Agency officials advised that any sheets or linens sprayed with the product should be washed and dried in a hot dryer, with bleach if desired. Surfaces the product might have been sprayed on should be cleaned with an undiluted disinfectant. People should wash their hands thoroughly after performing these tasks.
About a dozen cases of melioidosis are discovered in this country in any given year; they are almost always seen in people who have returned from traveling in Southeast Asia or northern Australia, where the bacteria are found in soil and water. People contract melioidosis by exposure to the bacteria via cuts in the skin or by consuming food or water contaminated with the bacteria.
Melioidosis has an estimated fatality rate of between 10% and 50%. People with some health conditions are at greater risk of severe if they contract the illness; those health conditions include diabetes, alcoholism, kidney disease, and chronic lung disease.

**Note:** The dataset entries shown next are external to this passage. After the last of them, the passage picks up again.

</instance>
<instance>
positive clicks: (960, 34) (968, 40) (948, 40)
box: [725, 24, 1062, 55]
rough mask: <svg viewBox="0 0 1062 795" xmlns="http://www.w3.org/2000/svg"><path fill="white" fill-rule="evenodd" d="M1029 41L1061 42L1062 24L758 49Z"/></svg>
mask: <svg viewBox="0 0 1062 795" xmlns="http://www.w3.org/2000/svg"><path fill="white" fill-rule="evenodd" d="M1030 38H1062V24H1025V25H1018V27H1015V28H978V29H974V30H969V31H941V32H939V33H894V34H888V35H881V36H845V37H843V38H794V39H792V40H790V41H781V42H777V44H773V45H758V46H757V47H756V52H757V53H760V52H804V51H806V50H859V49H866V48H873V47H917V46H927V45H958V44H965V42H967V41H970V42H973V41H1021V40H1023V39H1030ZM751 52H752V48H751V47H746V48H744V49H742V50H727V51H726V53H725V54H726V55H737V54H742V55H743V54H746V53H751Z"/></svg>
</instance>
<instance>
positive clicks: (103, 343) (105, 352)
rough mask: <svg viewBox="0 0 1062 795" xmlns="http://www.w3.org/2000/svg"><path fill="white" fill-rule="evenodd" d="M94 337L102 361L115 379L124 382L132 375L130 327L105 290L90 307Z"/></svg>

Symptoms of the disease can vary depending on the type and site of infection. There are four types of infection: localized, in the lungs, bloodstream infection, or disseminated infection, in which a localized infection spreads to another part of the body. Treatment depends on the type of infection, but consists of oral or intravenous antibiotics.
Melioidosis symptoms may include localized pain or swelling, fever or high fever, skin ulcers or abscesses, cough, chest pain, headache, anorexia, respiratory distress, abdominal discomfort, joint pain, disorientation, weight loss, stomach or chest pain, muscle or joint pain, and seizures, the CDC website states.
This story has been updated with additional information from the CDC.